Bu konuda TDT-Türk Devletleri Teşkilatı ve Türkiye ile alâkalı olarak bâzı düşüncelerimizi şöylece paylaşabiliriz:
– TDT üyesi devletler için ortak alfabe hazırlanmalıdır.
– Ortak Türkçe üzerinde çalışmalıdır.
– Devlet adamları, bir kardeş devleti ziyâret ettiğinde hitaplarında ortak Türkçe kullanmaya özen gösterilmelidir.
– TV yayınları ve gazetelerde ortak Türkçeye riayet edilmeli Türkiye Türkçesinde Batı, Azerbaycan ve Türkistan Türkçesinde de Rusça menşeli kelimeleri kullanmamaya azami dikkat etmelidir. Türkçe konuşan nüfus arasında bir asır evvel lehçe dışında bir uzaklık yokken 1917’de Kızıl Devrim, 1928 Harf İnkılabı ve 1960’ta 27 Mayıs Darbesinin yaşanmasıyla Türkçe bugünkü vaziyete düştü.
– Türkçe konusunda RTÜK’e TV’leri denetleme yetkisi verilmelidir.
– Yabancı isim ve kelimeleri tercih eden ticarethâne ve şirketler, ihtar ve ikaza rağmen ısrarcı olurlarsa vergileri, yüzde 25 daha fazla olmalıdır.

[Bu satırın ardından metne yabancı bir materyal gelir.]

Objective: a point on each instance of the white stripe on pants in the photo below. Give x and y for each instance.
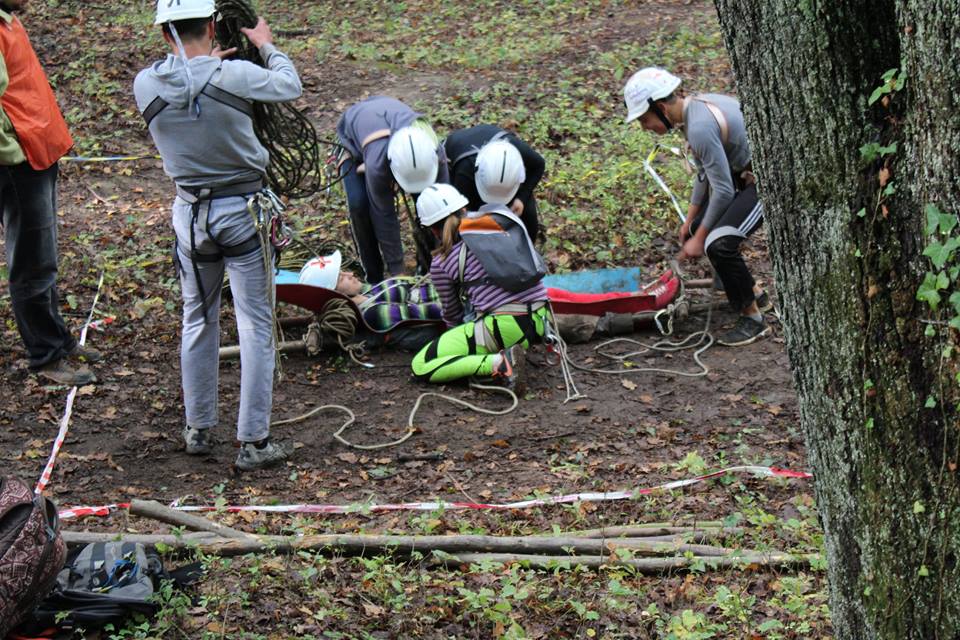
(229, 222)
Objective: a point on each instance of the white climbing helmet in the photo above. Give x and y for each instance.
(647, 85)
(172, 10)
(500, 172)
(412, 154)
(437, 202)
(322, 271)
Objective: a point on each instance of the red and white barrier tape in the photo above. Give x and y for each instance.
(770, 472)
(68, 411)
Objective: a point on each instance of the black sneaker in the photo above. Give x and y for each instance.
(746, 331)
(764, 303)
(252, 456)
(511, 366)
(198, 441)
(62, 372)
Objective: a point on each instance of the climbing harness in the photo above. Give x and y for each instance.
(648, 167)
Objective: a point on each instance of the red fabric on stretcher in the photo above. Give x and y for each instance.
(654, 297)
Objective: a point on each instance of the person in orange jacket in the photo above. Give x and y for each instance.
(33, 138)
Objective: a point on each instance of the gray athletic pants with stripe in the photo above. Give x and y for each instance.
(739, 221)
(227, 220)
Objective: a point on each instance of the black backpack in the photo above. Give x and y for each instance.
(31, 551)
(500, 241)
(101, 583)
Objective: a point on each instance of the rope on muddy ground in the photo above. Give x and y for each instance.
(339, 319)
(68, 411)
(411, 419)
(297, 155)
(699, 340)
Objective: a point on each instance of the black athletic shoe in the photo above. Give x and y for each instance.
(746, 331)
(764, 303)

– Türkçenin, bu dili iyi konuşan analar, öğreticiler, kanaat önderleri, yazarlar ve hatiplerle gelişeceği gerçeği unutulmamalı. Bundan dolayı CB taltif faaliyetlerine “Türkçeyi İyi Yazma Ödülü” ve “Türkçeyi İyi Konuşma Ödülü” ihdas edilmelidir. O zaman, dedesi 1960’larda Avrupa’ya işçi olarak gelmiş olan vatandaşlarımızın burada doğup büyümüş, iki yabancı lisan bilen, fakat, Türkçeyi de mükemmelen konuşan torunlarının mükâfat aldıkları hayretle görülecektir.